Paul erlebt den 'Todesmarsch von Brünn' als Junge mit, bei dem 27.000 Deutsche aus dem tschechischen Brünn am 31. Mai 1945 in wilder Vertreibung bis über die niederösterreichische Grenze gejagt werden. Über dieses einschneidende Ereignis kann er als Überlebender nicht reden, doch beeinflusst es sein ganzes Leben und das Leben der Generation danach. Nach dem Tod des Vater gehen die Kinder Marie und Uli auf Spurensuche und vollziehen den Marsch von Brünn aus, in Teilen, selbst nach.
Die Autorin schafft es atmosphärisch dicht die Angst, Wut, Verzweiflung erfahrbar zu machen, die nicht nur der Vater gefühlt hat, sondern die auch im Kopf der Kinder, speziell bei Marie vorhanden ist. Man hat phasenweise das Gefühl, als würden die Toten wieder lebendig werden.

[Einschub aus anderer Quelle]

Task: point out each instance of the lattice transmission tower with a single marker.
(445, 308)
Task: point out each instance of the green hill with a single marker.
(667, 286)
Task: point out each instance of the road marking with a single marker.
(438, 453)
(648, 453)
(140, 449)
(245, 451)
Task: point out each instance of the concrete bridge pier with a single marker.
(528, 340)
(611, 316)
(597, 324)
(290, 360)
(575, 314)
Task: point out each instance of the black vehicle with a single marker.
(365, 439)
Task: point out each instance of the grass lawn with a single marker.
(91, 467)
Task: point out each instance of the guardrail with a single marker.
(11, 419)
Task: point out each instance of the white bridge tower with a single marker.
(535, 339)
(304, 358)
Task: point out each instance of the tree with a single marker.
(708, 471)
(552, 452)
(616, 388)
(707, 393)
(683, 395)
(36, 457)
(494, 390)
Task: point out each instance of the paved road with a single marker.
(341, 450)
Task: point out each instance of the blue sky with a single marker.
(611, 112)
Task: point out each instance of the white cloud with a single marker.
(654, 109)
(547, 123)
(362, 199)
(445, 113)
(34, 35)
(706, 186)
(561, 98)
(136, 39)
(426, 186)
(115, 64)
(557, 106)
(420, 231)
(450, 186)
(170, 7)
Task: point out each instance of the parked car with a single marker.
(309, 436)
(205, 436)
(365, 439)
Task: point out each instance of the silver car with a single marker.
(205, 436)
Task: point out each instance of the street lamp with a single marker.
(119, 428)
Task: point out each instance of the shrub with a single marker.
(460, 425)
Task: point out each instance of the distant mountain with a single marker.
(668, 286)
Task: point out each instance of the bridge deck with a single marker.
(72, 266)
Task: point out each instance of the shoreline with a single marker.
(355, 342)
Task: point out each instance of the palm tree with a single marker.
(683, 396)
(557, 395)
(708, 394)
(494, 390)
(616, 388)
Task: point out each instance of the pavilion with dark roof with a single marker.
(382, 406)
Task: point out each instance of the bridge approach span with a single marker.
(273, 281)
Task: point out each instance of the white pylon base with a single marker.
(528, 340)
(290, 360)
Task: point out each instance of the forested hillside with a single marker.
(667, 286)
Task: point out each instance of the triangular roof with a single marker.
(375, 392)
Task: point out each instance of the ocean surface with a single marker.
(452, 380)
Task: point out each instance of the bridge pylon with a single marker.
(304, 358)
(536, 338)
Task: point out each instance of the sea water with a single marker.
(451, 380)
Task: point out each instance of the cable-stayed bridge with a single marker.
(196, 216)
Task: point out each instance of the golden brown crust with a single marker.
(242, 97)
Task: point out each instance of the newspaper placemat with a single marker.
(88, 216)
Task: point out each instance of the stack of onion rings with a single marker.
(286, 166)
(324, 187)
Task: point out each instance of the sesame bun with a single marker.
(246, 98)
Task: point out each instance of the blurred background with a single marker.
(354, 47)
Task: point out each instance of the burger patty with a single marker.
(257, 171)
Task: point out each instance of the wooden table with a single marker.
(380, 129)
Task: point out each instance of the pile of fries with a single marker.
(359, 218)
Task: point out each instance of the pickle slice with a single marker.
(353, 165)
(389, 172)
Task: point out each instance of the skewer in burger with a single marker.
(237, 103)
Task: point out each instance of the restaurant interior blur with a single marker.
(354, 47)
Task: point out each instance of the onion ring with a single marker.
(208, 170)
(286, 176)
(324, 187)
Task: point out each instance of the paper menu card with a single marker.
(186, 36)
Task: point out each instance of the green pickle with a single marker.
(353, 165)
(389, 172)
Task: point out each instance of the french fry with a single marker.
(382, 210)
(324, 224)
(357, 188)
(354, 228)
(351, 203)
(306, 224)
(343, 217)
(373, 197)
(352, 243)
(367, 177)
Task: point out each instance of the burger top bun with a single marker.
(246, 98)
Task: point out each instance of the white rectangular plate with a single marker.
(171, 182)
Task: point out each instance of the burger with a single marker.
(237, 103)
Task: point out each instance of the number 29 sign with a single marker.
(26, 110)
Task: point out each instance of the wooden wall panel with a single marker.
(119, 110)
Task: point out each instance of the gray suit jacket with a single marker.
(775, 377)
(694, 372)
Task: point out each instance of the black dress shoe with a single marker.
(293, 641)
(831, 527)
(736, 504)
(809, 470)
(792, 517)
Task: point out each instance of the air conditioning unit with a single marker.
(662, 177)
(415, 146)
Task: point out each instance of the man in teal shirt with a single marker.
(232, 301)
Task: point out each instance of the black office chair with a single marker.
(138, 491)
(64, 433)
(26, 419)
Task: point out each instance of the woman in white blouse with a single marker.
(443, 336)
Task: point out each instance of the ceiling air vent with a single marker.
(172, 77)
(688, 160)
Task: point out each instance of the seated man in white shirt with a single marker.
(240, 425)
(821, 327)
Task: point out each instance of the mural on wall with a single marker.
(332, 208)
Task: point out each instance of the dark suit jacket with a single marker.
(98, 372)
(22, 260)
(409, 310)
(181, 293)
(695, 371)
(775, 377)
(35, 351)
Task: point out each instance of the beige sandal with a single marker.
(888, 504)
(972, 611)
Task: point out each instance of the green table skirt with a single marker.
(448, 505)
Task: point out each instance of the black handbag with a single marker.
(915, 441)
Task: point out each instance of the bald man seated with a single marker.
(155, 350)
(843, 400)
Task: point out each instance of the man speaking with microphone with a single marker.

Sehr emotional war für mich der letzte Teil des Buches, in dem es ein völlig unerwartetes 'Wiedersehen' aus der Vergangenheit gibt und dort wird einiges geklärt. Erst zum Ende habe ich erfahren, dass die Autorin hier auf Erfahrungen der eigenen Familiengeschichte zurückgreift, was es im Nachgang noch realistischer werden lässt. Das Buch ist schwere Kost - definitiv. Doch es ist unbedingt sehr lesenswert. Ein wirkliches Highlight für mich.